The new pope’s comments provided a peek into his thinking as he began three days of private meetings of his kitchen cabinet of cardinals from Australia, Chile, Democratic Republic of Congo, Germany, Honduras, India, Italy and the United States. He appointed the group early in his papacy to advise him as he tries to overhaul the Vatican bureaucracy, known as the Roman Curia.
Reform of the Curia was an explicit priority of the cardinals who elected Pope Francis in March, in a conclave held in the midst of a scandal over internal documents stolen and leaked by the pope’s butler and reported to contain accusations of financial impropriety, homosexuality and blackmail in the Vatican.
Francis has made clear that he wants not simply to clean up scandals, but to rid the church of careerists, climbers and those who value clerics more than the laity. He said in the interview, “Clericalism should not have anything to do with Christianity.”
He said the Curia should be like a “quartermaster’s office” in the army because it was meant to manage “the services that serve the Holy See.” He said the problem is that the Curia has a “Vatican-centric” view that “neglects the world around us.”
“I do not share this view, and I’ll do everything I can to change it,” he said.
Eugene Cullen Kennedy, an emeritus professor at Loyola University in Chicago and a former priest who has written widely on the church, said Francis was articulating a vision of the Curia quite different from the Curia’s own. “He’s redefining the Curia,” he said. “They don’t look at themselves as the quartermaster; they look at themselves as the stable government.”
In the interview, Francis called the eight cardinals “not courtiers but wise people who share my own feelings.” He added, “This is the beginning of a church with an organization that is not just top-down but also horizontal.”
He was interviewed on Sept. 24, five days after his first interview set off an uproar when it was published by Jesuit journals worldwide. Mr. Scalfari, the interviewer, said he was shocked when his letter seeking a meeting with Francis was answered with a phone call from the pope himself, offering to set a time.
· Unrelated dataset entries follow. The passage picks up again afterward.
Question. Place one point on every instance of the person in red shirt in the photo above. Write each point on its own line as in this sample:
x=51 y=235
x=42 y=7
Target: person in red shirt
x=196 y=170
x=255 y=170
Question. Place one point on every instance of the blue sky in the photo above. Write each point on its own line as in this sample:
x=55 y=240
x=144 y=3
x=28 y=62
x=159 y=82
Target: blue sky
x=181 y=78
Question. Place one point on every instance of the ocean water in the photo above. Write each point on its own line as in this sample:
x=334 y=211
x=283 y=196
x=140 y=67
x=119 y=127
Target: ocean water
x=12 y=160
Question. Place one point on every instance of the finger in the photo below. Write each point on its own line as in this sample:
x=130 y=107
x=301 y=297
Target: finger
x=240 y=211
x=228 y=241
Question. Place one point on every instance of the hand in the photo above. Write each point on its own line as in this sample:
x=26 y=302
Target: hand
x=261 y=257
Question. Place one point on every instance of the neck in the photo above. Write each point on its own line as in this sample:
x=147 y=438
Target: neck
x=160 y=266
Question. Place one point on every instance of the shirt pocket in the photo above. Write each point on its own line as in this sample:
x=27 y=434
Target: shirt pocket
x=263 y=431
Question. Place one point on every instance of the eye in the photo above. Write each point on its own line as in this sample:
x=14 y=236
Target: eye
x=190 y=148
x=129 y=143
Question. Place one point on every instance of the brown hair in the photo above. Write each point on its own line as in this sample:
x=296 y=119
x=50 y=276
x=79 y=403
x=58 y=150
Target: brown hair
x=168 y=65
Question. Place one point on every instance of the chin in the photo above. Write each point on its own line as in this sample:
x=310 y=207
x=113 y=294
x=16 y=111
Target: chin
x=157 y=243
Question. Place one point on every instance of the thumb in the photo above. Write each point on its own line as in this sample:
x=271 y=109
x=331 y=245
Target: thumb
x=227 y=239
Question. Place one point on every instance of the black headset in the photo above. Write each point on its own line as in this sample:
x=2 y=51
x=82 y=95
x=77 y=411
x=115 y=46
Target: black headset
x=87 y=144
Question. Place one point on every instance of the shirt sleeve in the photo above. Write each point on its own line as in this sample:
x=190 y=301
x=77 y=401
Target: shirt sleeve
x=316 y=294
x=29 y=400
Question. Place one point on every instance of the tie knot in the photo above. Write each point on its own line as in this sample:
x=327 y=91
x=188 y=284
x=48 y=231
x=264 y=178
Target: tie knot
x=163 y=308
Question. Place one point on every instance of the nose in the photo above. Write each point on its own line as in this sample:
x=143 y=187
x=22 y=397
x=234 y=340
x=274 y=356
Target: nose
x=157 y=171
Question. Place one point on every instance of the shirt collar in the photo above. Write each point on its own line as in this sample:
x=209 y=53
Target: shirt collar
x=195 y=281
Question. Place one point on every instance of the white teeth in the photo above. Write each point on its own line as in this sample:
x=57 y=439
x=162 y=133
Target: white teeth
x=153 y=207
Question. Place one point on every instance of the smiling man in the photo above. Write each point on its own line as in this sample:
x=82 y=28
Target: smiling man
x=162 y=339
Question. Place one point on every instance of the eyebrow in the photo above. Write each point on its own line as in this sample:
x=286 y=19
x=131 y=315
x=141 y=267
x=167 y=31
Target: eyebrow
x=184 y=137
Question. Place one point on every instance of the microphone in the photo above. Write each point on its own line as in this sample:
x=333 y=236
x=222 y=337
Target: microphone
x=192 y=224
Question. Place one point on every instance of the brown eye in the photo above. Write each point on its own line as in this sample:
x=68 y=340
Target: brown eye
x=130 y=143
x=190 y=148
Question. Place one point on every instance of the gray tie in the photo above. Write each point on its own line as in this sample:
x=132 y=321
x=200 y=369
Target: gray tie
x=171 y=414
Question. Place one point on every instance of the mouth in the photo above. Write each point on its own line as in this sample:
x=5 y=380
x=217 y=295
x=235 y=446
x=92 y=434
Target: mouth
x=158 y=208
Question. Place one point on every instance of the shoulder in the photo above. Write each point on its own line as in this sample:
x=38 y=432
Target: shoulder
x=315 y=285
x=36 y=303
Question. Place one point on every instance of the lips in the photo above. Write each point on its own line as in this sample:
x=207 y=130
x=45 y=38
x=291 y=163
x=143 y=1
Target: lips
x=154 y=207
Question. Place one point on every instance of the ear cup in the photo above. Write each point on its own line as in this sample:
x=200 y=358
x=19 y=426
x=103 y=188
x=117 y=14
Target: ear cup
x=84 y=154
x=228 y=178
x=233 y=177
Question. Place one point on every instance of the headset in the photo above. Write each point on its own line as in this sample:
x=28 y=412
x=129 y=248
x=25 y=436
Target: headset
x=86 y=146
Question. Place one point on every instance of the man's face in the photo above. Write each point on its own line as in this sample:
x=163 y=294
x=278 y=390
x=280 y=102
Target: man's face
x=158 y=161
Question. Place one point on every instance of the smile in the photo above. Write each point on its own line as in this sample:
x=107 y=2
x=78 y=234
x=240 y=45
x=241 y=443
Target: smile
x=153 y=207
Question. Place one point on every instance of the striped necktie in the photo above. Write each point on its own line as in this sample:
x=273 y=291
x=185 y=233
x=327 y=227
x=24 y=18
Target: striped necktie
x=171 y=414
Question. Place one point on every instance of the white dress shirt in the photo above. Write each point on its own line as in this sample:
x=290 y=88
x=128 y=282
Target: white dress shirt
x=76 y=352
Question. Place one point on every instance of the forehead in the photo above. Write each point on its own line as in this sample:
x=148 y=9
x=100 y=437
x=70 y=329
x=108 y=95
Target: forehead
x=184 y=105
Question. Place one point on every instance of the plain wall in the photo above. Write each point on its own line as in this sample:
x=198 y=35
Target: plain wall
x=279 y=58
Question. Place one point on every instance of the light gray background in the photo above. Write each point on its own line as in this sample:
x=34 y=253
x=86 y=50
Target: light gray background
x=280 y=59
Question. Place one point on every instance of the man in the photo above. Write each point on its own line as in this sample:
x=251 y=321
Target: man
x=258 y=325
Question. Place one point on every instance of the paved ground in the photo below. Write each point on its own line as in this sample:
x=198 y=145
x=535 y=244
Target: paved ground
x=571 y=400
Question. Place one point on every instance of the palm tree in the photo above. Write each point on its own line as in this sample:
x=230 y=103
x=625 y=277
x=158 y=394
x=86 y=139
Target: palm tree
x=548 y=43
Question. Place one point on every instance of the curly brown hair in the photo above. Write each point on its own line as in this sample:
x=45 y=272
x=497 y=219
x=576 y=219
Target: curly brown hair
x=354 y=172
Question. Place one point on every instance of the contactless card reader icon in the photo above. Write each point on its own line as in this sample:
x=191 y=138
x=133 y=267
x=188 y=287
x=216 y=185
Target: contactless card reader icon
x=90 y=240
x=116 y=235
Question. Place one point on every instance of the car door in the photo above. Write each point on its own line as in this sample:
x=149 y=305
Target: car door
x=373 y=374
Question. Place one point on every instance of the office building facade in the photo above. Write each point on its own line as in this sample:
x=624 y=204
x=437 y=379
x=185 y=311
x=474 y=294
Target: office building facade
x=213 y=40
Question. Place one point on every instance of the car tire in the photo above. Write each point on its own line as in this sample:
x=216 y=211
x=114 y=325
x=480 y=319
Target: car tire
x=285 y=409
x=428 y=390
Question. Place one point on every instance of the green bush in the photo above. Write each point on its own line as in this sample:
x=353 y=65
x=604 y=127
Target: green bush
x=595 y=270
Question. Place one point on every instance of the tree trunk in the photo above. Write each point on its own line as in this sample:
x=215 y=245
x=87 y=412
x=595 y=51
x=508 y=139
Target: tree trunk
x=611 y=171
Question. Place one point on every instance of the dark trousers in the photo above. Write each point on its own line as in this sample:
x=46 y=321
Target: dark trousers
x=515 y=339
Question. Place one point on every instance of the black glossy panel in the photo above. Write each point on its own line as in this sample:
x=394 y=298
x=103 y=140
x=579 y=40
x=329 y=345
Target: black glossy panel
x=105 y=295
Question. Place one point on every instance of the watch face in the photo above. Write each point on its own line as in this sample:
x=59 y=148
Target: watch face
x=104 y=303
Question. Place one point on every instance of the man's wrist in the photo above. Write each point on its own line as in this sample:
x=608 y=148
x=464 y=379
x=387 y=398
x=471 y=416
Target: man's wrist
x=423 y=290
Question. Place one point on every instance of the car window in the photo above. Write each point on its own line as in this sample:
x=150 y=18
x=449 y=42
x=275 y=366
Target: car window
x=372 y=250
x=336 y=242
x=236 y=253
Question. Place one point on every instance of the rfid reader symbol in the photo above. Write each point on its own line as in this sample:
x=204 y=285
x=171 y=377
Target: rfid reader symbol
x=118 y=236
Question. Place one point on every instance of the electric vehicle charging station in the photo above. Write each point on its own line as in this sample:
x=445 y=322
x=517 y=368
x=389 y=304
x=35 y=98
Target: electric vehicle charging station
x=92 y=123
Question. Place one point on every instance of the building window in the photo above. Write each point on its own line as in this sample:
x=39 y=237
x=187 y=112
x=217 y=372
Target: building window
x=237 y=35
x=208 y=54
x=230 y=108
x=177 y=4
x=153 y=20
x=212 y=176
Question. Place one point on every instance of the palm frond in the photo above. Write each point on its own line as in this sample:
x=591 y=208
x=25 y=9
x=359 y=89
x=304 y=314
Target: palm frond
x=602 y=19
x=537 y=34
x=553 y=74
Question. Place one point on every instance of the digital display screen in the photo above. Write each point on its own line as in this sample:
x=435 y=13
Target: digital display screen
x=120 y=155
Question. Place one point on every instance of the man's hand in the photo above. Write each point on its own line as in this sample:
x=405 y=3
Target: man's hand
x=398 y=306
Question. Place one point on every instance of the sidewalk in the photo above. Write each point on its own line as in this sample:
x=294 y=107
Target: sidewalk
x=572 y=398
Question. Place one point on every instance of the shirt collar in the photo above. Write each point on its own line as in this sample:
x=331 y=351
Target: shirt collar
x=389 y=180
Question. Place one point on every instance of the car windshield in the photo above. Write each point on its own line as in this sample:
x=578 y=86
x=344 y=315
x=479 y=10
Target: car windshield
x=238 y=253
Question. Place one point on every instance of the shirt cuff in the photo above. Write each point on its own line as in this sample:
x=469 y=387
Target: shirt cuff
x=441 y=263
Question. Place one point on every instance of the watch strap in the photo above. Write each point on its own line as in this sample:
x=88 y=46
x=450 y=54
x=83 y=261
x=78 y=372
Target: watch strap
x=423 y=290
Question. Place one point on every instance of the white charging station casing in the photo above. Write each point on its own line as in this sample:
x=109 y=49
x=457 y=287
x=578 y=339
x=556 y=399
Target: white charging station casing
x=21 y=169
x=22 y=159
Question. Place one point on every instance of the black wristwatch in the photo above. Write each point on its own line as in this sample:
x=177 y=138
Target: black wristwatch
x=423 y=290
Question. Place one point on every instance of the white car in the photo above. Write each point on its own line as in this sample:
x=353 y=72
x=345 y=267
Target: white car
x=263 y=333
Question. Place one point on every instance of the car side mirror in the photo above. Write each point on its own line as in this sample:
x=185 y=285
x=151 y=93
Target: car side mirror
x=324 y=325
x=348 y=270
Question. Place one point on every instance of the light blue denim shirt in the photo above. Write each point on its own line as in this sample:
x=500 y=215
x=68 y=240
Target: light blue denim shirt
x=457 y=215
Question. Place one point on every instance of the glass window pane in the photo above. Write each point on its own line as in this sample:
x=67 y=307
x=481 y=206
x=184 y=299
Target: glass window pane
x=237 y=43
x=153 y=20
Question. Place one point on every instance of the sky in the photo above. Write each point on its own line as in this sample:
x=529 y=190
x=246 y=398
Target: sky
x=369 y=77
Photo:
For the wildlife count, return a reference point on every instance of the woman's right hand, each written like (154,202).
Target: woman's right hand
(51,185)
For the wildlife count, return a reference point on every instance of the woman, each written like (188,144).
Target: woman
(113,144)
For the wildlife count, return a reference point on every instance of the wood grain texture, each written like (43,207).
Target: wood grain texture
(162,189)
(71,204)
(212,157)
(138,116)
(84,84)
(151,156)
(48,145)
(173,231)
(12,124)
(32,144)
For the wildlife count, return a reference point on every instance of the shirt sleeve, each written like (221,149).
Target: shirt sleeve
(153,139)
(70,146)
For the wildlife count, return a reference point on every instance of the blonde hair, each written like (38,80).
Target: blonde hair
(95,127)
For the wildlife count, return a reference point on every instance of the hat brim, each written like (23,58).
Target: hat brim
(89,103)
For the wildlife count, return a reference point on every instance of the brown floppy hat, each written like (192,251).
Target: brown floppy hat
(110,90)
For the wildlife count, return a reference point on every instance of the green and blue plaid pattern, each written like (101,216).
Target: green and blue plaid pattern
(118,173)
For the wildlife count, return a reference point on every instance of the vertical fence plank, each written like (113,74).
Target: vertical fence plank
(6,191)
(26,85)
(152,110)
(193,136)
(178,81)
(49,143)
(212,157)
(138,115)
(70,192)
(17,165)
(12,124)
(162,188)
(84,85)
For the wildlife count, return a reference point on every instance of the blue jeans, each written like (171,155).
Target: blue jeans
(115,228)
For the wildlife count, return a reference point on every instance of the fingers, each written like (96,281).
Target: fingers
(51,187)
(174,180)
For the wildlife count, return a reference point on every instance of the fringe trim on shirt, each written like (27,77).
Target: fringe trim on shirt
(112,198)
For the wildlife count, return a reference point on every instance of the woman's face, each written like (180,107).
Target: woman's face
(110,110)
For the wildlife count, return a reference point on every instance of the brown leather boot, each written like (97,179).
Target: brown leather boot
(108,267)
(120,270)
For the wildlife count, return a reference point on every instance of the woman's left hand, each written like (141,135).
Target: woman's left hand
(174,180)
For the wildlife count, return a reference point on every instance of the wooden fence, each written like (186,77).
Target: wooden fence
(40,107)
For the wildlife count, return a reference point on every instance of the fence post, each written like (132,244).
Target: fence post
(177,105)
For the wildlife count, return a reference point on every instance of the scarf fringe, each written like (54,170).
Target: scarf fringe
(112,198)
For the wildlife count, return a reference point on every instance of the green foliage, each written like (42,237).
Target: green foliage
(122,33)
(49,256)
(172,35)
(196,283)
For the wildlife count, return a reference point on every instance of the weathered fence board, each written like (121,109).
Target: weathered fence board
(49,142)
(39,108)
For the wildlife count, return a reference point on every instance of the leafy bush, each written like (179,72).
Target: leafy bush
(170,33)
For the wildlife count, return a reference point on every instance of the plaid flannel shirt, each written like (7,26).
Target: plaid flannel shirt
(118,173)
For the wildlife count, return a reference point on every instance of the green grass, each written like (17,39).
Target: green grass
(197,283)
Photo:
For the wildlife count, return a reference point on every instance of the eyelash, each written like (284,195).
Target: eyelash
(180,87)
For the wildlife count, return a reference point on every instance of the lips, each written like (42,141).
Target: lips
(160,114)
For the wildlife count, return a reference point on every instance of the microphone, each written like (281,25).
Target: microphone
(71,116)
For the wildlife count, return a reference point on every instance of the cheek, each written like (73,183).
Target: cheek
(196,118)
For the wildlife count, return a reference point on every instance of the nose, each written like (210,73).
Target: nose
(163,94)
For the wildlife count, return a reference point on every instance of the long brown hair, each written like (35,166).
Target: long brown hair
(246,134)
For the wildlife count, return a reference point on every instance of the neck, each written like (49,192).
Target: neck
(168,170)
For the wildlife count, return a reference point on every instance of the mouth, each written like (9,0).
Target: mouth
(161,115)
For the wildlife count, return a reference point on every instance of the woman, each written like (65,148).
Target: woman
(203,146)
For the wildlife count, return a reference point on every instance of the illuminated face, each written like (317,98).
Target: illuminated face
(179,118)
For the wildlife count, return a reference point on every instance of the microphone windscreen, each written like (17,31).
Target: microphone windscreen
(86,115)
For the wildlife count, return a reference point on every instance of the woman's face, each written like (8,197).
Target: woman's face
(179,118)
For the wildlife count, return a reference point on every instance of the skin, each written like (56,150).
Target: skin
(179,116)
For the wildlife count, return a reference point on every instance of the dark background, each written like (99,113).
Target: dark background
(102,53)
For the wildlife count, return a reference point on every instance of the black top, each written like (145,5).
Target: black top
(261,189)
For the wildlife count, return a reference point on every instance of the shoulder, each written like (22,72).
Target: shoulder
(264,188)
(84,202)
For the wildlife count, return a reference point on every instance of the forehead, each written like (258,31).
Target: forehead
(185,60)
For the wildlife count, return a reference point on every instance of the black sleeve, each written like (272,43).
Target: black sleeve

This second interview leaves no doubts that he is in a hurry to further the stalled work of the Second Vatican Council: to open the church to modern culture, and to have a dialogue with other religions and nonbelievers.
He said that after Vatican II was held in the early 1960s, “very little was done in that direction.”
“I have the humility and the ambition to want to do something,” Francis said.
Asked about politics, he said, “The church will not deal with politics.” He clarified that Catholics and people of good will should be involved in politics and “carry the values of their religion within them.” But he said, “The church will never go beyond its task of expressing and disseminating its values, at least as long as I’m here.”
At the end of the interview, he suggested that he and Mr. Scalfari meet again to discuss “the role of women in the church,” noting that in the Italian language, “the church is feminine.”
Labels: Catholic Church, Pope Francis
2 Comments:
The most serious of the evils that afflict the world these days are youth unemployment and the loneliness of the old.
A Catholic said that? The POPE said that?!! Sounds like the end times to me.
Well, I wish him luck. I still have visions of the Catholic Church returning to the practice of burning heretics at the stake in the town square. If he can bring actual humanity into the Catholic Church, that would REALLY be a miracle.
Frankly though, I'm skeptical. Isn't this the same guy who's trying to make the very undeserving JPII a saint?
Maybe Catholicism will reform. And maybe Hell will freeze over. In each case, I'll believe it when I see it.
Wonder what the pay is like for his food taster?